Tidal Wave of Testing Grows But Reform Efforts Continue

K-12 Testing

Though a new wave of high-stakes testing threatens to inundate schools in many districts across the nation, progress in transforming assessment continues at both the local and state levels.


To create a climate in which performance assessment can flourish and support improved student learning, the basic presumptions behind the testing wave must be challenged and overturned. These false premises include the view that test scores constitute merit; that it is ever fair or reasonable to make high-stakes decisions based on a single test score; that tests, even good performance exams, are an adequate tool for driving curriculum and instruction; and that sanctions, including those based on test results, are the best way to induce improved schooling.


Harmful Trends in the States

West Virginia has decided to test all its students annually with the Stanford 9, the latest version of that multiple-choice, norm-referenced achievement test (NRT). The state administered a "pre-test" in the fall of 1996 in order to prepare students for the Stanford 9 to be given this spring. While state staff visit schools to see whether they are teaching the whole curriculum and not just the portion measured by the test, the state's emphasis on the test, via school accountability and accreditation, is likely to have narrowing effects on the curriculum. Teaching to the test is also likely to inflate test scores. On the previously used NRT, the Comprehensive Test of Basic Skills, the state average was at the 70th percentile, a questionably high level.


Massachusetts' legislature has mandated a high school exit exam for the year 2000 as well as testing in grades four and eight. The Board of Education, under the control of its chair, John Silber (see Examiner, Spring 1996), recently approved a third grade reading test which will be a commercial ("off-the-shelf") NRT. The question of attaching high stakes to it, such as retaining students in grade, is now on the Board's agenda. Silber also has been pressing to test students in every grade. The Board has also voted to require all seniors to take the GED test, and is considering making it a graduation requirement, though just for 1996-97. This proposal has raised a firestorm of opposition.
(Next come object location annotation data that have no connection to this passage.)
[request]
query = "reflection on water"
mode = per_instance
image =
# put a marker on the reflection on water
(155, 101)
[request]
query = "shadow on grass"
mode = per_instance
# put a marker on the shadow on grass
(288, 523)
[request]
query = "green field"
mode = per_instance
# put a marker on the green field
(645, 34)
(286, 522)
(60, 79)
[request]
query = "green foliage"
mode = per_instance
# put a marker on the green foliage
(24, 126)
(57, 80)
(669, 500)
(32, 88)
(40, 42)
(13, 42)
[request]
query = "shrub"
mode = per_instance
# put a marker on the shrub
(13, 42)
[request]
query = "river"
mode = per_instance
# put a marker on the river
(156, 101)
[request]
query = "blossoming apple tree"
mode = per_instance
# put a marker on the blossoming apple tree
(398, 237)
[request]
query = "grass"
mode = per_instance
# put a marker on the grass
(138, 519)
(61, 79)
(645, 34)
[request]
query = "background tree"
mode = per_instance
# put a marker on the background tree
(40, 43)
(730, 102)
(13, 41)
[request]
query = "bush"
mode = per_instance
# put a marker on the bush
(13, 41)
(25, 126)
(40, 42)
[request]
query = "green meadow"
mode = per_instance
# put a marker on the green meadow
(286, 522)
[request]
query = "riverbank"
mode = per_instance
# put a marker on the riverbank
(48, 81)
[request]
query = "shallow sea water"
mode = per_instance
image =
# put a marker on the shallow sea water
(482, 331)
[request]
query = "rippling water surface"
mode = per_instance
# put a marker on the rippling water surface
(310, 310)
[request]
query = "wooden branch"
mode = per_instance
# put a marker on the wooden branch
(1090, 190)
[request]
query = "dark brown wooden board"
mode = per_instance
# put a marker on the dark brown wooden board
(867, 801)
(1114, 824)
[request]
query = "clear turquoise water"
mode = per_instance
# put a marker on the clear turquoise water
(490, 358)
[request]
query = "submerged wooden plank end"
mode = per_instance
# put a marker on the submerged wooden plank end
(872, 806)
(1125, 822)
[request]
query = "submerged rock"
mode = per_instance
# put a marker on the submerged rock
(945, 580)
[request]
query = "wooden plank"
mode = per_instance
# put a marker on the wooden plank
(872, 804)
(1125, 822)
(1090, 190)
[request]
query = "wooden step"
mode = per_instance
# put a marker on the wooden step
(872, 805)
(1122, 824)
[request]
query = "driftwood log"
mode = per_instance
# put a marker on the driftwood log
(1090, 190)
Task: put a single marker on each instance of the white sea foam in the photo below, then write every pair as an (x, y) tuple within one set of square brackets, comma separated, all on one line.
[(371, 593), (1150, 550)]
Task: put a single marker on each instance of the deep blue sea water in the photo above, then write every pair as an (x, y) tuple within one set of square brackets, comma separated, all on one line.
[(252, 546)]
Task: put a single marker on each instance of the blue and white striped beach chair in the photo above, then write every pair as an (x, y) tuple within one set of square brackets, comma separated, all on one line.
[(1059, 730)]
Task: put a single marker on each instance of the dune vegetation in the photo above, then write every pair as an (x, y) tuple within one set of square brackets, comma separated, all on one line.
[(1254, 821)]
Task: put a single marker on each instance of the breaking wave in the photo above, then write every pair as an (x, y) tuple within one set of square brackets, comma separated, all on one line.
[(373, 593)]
California implemented its "bounty" system as part of state legislation A.B. 265, which replaced the California Learning Assessment System (CLAS) in 1996. CLAS, which was partly performance assessment, tested students in three grades. Now a district receives $5 for each child administered an approved test, but only if all students in grades 2 - 10 are tested. Test approval was supposed to be determined by a series of criteria, but in practice has been based primarily on the instrument's technical reliability coefficients. Thus, the list of acceptable instruments contains primarily multiple-choice NRTs. In the 1996 state legislative session, still more uses of testing were mandated, deepening the hold of the exams on curriculum and instruction.


Arizona's legislature voted to mandate norm-referenced testing in grades 3 - 12. In 1991, the state initiated the Arizona Student Assessment Program, which included performance assessments (see Examiner, Summer 1991, Winter 1994-95). In 1995, a conservative new Superintendent of Public Education suspended use of the performance assessments. With California, Arizona is the second pioneering state to fundamentally drop performance assessment due to political battles and changes. In both cases, technical complications were cited as the cause for the change.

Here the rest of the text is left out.